Home

Awesome

hal-fuzz: An HLE-based fuzzer for blob firmware

hal-fuzz is the sleeker, faster, fuzzing-oriented version of HALucinator. It was developed as part of our paper "HALucinator: Firmware Re-Hosting through Abstraction Layer Emulation" at USENIX 2020.

It was also used by the Shellphish hacking team to win the 2019 CSAW Embedded Security Challenge(https://github.com/TrustworthyComputing/csaw_esc_2019), by leveraging its rehosting, fuzzing, and debugging capabilities. Check out a video of hal-fuzz grilling up a challenge automatically here: https://drive.google.com/file/d/1m4VzTQUBMb1xOZN9GmWQZS-Qij3v0koF/view

If you're interested in re-hosting entire multi-node systems, or re-hosting firmware needing complex interactions with the outside world, you might want to try the original, found here: https://github.com/embedded-sec/halucinator

Cite us!

Using hal-fuzz for research? Please cite our USENIX paper. More details at: http://subwire.net/publication/halucinator/

What is this crazy thing?

hal-fuzz is a generic emulator based on the principle of High Level Emulation (HLE), where we replace hardware-related library functions in the binary with high-level Python replacements. While these replacements are created manually, we show (and you can experience yourself) that these high-level replacements are shockingly easy to write. Most of them simply take arguments from the program, and do almost nothing of consequence. In fact, many do nothing at all, and are simply nop-outs.

In this fuzzing-oriented version, we replace the combo of full-system QEMU and Avatar used to create an instrumentable environment with AFL-Unicorn(https://github.com/Battelle/afl-unicorn ). This removes the significant bulk of the previous system, and adds AFL's fork-server and block coverage information. While we tried to engineer the system such that handlers written for one work with the other, we noticed that handlers used simply for fuzzing could be much shorter (and therefore much more performant) and opted to split up the system. This version also forgoes concepts such as the Peripheral Server from the original HALucinator for the same reasons.
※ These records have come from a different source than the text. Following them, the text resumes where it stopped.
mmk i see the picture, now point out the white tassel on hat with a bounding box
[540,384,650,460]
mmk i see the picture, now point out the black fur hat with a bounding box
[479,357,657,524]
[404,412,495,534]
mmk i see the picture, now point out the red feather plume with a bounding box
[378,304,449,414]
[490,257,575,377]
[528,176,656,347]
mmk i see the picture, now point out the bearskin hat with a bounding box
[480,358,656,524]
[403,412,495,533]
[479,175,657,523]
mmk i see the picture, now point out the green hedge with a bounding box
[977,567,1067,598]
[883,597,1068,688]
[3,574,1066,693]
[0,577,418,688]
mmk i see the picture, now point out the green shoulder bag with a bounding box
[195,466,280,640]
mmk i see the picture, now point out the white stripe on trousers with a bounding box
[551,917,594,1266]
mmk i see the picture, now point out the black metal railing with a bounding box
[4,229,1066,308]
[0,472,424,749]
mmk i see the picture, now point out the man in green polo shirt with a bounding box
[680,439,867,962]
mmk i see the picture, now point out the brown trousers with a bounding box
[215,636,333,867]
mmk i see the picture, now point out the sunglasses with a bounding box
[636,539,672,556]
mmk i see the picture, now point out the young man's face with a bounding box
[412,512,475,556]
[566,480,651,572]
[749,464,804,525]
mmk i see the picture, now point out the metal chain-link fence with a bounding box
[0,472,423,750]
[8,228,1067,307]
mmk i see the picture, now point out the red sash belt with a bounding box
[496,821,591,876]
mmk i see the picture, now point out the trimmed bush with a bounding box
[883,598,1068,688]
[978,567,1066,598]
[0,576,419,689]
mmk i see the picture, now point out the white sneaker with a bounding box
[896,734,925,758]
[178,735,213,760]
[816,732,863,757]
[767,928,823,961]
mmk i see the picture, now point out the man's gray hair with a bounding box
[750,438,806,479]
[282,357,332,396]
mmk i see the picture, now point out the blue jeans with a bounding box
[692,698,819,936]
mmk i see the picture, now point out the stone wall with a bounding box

In order to make hal-fuzz work at a reasonable speed, we made a number of notable optimizations:

More details can be found in the paper.

How do I use it?

Initial setup

Shortcut: Docker

Do you not hate Docker? Skip all the stuff below and try our Dockerfile (note that we don't suggest this for real-world fuzzing of anything, but it's a great way to play around!)

Simply:

docker build .

...and eventually...

docker run -it <image_hash> /bin/bash

and you'll be dropped into a shell with everything set up!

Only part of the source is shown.